04/01/2026
"My earliest memories aren’t tied to birthdays or grade levels—they’re tied to waiting rooms. To the soft snap of latex gloves. To the familiar chill of a stethoscope pressed against my chest. While other kids measured time in summers and holidays, I measured it in cardiology appointments and the steady, concerned questions my parents asked: Does your chest feel okay? Does your heart feel funny today?
I wore my history on my body. Scars stretched across my chest and back, long before I knew how to explain why they were there. They told a story I hadn’t yet learned how to read.
I was born with tetralogy of Fallot, a congenital heart defect made up of four separate structural problems—holes, narrowed pathways, valves that never worked quite the way they were meant to. I learned the name early, but not the implications. As a child, the diagnosis itself felt abstract. What mattered more was that my heart was different—and that difference was always going to be part of me.
My parents never missed an appointment. They carried the kind of vigilance that comes from being told your child’s life will begin in an operating room. I carried something else entirely: determination. The more they worried about scraped knees, gym class injuries, or me pushing too hard, the more I pushed anyway. I played volleyball, softball, and soccer. I joined the gymnastics team. I danced tap and ballet. Not because I was reckless—but because I refused to live cautiously by default.

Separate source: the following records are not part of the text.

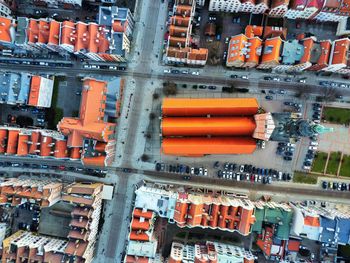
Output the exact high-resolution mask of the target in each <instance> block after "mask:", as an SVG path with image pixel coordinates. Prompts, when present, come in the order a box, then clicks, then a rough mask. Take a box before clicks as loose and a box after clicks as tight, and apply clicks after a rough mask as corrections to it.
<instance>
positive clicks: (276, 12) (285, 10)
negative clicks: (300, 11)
mask: <svg viewBox="0 0 350 263" xmlns="http://www.w3.org/2000/svg"><path fill="white" fill-rule="evenodd" d="M288 6H289V0H271V2H270V10H269V13H268V14H269V16H271V17H284V15H285V14H286V13H287V11H288Z"/></svg>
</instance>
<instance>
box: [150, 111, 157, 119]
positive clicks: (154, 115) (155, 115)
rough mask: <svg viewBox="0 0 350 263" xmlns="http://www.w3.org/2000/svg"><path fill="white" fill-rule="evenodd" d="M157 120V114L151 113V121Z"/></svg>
mask: <svg viewBox="0 0 350 263" xmlns="http://www.w3.org/2000/svg"><path fill="white" fill-rule="evenodd" d="M155 118H156V114H155V113H154V112H151V113H150V114H149V119H150V120H154V119H155Z"/></svg>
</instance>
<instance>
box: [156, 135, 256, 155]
mask: <svg viewBox="0 0 350 263" xmlns="http://www.w3.org/2000/svg"><path fill="white" fill-rule="evenodd" d="M255 149H256V141H255V140H254V139H253V138H249V137H248V138H245V137H239V138H237V137H230V138H227V137H216V138H200V137H189V138H163V140H162V152H163V153H164V154H166V155H179V156H192V157H199V156H204V155H208V154H252V153H253V152H254V151H255Z"/></svg>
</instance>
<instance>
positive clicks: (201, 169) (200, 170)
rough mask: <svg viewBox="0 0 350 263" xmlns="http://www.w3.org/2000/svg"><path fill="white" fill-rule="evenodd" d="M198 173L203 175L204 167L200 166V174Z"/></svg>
mask: <svg viewBox="0 0 350 263" xmlns="http://www.w3.org/2000/svg"><path fill="white" fill-rule="evenodd" d="M198 175H203V168H202V167H200V168H199V174H198Z"/></svg>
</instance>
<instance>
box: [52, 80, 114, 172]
mask: <svg viewBox="0 0 350 263" xmlns="http://www.w3.org/2000/svg"><path fill="white" fill-rule="evenodd" d="M106 101H107V82H106V81H100V80H96V79H93V78H85V79H84V80H83V91H82V96H81V103H80V110H79V117H78V118H71V117H64V118H63V119H62V120H61V121H60V122H59V123H58V125H57V129H58V130H59V131H60V132H62V134H64V135H65V136H67V138H68V139H67V147H69V148H71V151H73V152H75V153H77V157H78V156H79V158H81V160H82V162H83V164H84V165H98V166H106V165H109V164H111V163H112V162H113V161H114V156H115V143H116V142H115V127H116V124H115V123H110V122H106V121H105V119H106V118H107V116H108V115H107V114H106V113H105V109H106V106H108V105H107V104H106ZM73 149H74V150H73Z"/></svg>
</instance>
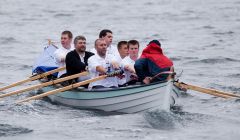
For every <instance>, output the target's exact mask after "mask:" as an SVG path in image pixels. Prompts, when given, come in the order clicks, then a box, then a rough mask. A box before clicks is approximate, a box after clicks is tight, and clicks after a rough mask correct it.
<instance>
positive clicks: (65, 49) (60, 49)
mask: <svg viewBox="0 0 240 140" xmlns="http://www.w3.org/2000/svg"><path fill="white" fill-rule="evenodd" d="M72 38H73V35H72V33H71V32H70V31H63V32H62V34H61V44H62V47H61V48H59V49H57V50H56V51H55V52H54V57H55V60H56V63H57V65H58V67H64V66H65V65H66V64H65V58H66V55H67V53H68V52H70V51H71V50H72V47H71V42H72ZM65 73H66V71H65V70H63V71H60V72H59V73H58V77H64V76H66V74H65Z"/></svg>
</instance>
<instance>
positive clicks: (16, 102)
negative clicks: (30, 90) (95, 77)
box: [16, 75, 108, 104]
mask: <svg viewBox="0 0 240 140" xmlns="http://www.w3.org/2000/svg"><path fill="white" fill-rule="evenodd" d="M106 77H108V76H107V75H102V76H98V77H96V78H92V79H89V80H85V81H82V82H78V83H76V84H72V85H69V86H66V87H63V88H58V89H55V90H52V91H49V92H45V93H43V94H39V95H36V96H32V97H29V98H26V99H23V100H20V101H17V102H16V103H17V104H19V103H22V102H27V101H30V100H36V99H39V98H43V97H45V96H49V95H52V94H56V93H59V92H63V91H66V90H69V89H73V88H76V87H79V86H82V85H86V84H88V83H91V82H95V81H97V80H102V79H104V78H106Z"/></svg>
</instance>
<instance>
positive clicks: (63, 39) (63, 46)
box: [61, 34, 72, 49]
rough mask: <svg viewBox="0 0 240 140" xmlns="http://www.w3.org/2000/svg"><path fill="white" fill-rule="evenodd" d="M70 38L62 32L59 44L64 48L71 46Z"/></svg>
mask: <svg viewBox="0 0 240 140" xmlns="http://www.w3.org/2000/svg"><path fill="white" fill-rule="evenodd" d="M71 42H72V39H71V38H69V37H68V35H67V34H62V36H61V44H62V46H63V47H64V48H66V49H69V48H70V46H71Z"/></svg>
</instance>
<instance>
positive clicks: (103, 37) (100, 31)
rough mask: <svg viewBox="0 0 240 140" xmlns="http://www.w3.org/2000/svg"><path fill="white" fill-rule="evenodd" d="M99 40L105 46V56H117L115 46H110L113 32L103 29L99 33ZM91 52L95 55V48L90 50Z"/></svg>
mask: <svg viewBox="0 0 240 140" xmlns="http://www.w3.org/2000/svg"><path fill="white" fill-rule="evenodd" d="M99 38H102V39H103V40H104V41H105V42H106V45H107V54H112V55H118V54H117V53H118V50H117V47H116V46H113V45H112V40H113V32H112V31H111V30H109V29H104V30H102V31H100V33H99ZM91 52H93V53H94V54H95V53H96V48H93V49H91Z"/></svg>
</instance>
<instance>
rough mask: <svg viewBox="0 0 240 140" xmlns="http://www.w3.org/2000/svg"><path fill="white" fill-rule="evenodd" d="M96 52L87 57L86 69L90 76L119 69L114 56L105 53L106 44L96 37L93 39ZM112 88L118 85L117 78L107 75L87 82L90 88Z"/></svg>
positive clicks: (97, 75)
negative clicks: (87, 67) (89, 73)
mask: <svg viewBox="0 0 240 140" xmlns="http://www.w3.org/2000/svg"><path fill="white" fill-rule="evenodd" d="M95 48H96V54H95V55H93V56H92V57H90V58H89V59H88V70H89V73H90V76H91V78H95V77H98V76H100V75H103V74H106V73H109V72H112V71H113V70H115V69H119V65H118V64H117V63H116V60H115V59H114V56H112V55H111V54H107V53H106V52H107V44H106V42H105V40H104V39H101V38H100V39H97V40H96V41H95ZM104 87H107V88H114V87H118V82H117V78H116V77H115V76H114V77H107V78H105V79H103V80H98V81H95V82H92V83H90V84H89V87H88V88H89V89H92V88H95V89H96V88H104Z"/></svg>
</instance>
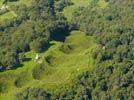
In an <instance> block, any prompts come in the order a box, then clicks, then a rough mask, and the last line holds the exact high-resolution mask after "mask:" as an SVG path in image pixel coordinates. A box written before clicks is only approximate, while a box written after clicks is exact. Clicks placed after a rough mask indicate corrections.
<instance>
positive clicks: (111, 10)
mask: <svg viewBox="0 0 134 100" xmlns="http://www.w3.org/2000/svg"><path fill="white" fill-rule="evenodd" d="M13 1H14V0H13ZM99 1H100V0H91V1H89V2H91V3H90V5H89V6H87V7H78V8H77V9H75V11H74V13H73V18H72V19H71V21H68V19H67V18H66V16H64V14H62V11H63V10H64V9H65V8H66V7H68V6H71V5H74V2H72V0H55V1H54V0H33V2H32V4H31V6H26V5H24V4H21V5H19V6H11V9H13V10H14V12H15V13H16V14H17V17H15V18H13V19H12V20H6V21H4V22H2V23H0V66H1V67H0V71H3V72H5V71H6V70H7V69H15V68H17V67H19V66H20V64H21V61H20V59H21V60H23V61H24V60H25V53H26V52H28V51H34V52H36V53H41V52H45V51H47V49H49V47H50V46H51V45H53V44H51V43H50V42H51V41H58V42H59V41H60V42H62V43H63V44H62V47H61V48H60V49H61V50H62V51H64V53H65V54H69V53H70V51H71V50H72V49H73V48H75V47H73V44H67V43H66V41H67V40H66V39H67V38H66V37H67V36H69V35H70V32H71V31H72V30H80V31H82V32H83V34H85V35H86V36H87V37H90V36H91V37H94V38H95V40H96V41H95V42H96V44H97V47H96V48H95V49H92V52H91V56H92V59H93V62H94V66H95V68H93V70H92V71H89V70H87V71H85V72H83V73H81V74H80V75H78V76H77V78H76V79H74V80H73V82H72V83H73V84H72V85H70V86H68V87H62V88H60V89H59V90H58V91H56V92H55V91H51V90H47V89H44V88H36V87H34V88H31V87H28V88H26V89H24V90H23V91H21V92H18V93H16V94H15V97H16V98H17V99H18V100H33V99H35V100H118V99H119V100H133V99H134V77H133V76H134V23H133V22H134V1H133V0H104V2H106V3H107V6H106V7H102V8H101V7H100V6H99ZM6 2H12V0H9V1H8V0H7V1H6ZM80 38H81V37H80ZM80 38H79V44H80V43H81V42H83V41H80V40H81V39H80ZM74 41H75V40H74ZM65 43H66V45H65ZM87 44H90V43H87ZM84 45H86V44H84ZM56 53H57V52H56ZM84 54H85V55H86V54H88V53H87V52H84ZM53 59H55V57H54V56H50V55H48V56H47V58H45V60H46V61H47V63H50V64H51V62H53ZM62 59H64V58H62ZM70 59H73V58H70ZM61 61H62V60H61ZM78 62H80V61H78ZM43 64H45V63H43ZM43 64H40V66H36V69H33V73H32V74H33V77H34V79H37V80H39V79H40V76H38V75H37V74H39V73H41V71H42V70H44V67H43ZM52 66H53V65H52ZM38 70H39V72H37V71H38ZM77 70H79V69H77ZM3 72H1V73H3ZM48 73H49V72H48ZM1 77H2V75H1V76H0V78H1ZM2 80H4V78H1V80H0V92H1V91H3V89H4V88H3V87H4V86H5V84H3V83H2ZM15 84H16V86H18V87H19V86H20V87H21V85H20V84H19V82H18V80H17V81H15Z"/></svg>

By sixteen, I bristled at the suggestion that I might qualify for a handicap placard. I ignored warning signs at amusement parks that listed heart conditions as a reason not to ride. I knew I had a heart defect. I also knew I wasn’t willing to let it set the boundaries of my life.
That mindset carried me into adulthood. I followed my doctors’ guidance, but I lived alongside my congenital heart disease, not beneath it. I earned a full scholarship to college and graduated with a bachelor’s degree in Organizational Leadership. I married at twenty-one—an age some considered too young. But when you grow up understanding how fragile and valuable time can be, you don’t wait to begin living.
At twenty-three, I became a mother. My son was delivered by C-section, and despite the added concerns that can come with pregnancy for women with congenital heart disease, neither of us experienced heart-related complications. With a baby at home, I went back to school, earned my MBA, and continued working full-time. Two more sons followed, both delivered by C-section, both born healthy without heart conditions. I returned to work six weeks after each delivery and have stayed with the same company for two decades—starting quite literally the day I graduated college.
Even while building a career and raising a family, I never forgot the patches placed over holes in my heart years earlier—or the reality that even the best repairs don’t last forever. Every year, I returned to the Cincinnati Children’s Adult Congenital Heart Disease Program. The clinic changed. I moved to the adult side. But the importance of those annual visits never did. They became my safety net—reassurance that any changes would be caught early, before they could upend my life. Knowing my heart was being carefully watched allowed me to plan for the future with confidence instead of fear.
And then, inevitably, time did what time always does. Valves weakened. Repairs aged. I underwent a successful valve replacement at Cincinnati Children’s, a moment that felt less like a setback and more like the next chapter in a story that had started before I could speak. Around that same chapter of my life, I remarried and welcomed two more boys into my home. Today, I’m the proud mother of five sons—all born healthy without heart conditions. My life grew in ways I never could have predicted, but one thing remained constant: care from physicians who understood my heart not just as an organ, but as a history.
Now, I feel a pull to give back to the adult congenital heart disease community. As a parent myself, I finally understand the quiet fear my own parents must have carried. I want families facing a new diagnosis to know what I once needed to hear—that a congenital heart defect does not define the limits of a life. Survival isn’t the finish line. Thriving is possible.
If there’s one thing living with congenital heart disease has taught me, it’s this: find a doctor who understands your condition—and who also sees you. Hearts can be repaired with incredible precision, but lives are sustained by care that recognizes the whole person. Scarred, resilient, and still growing."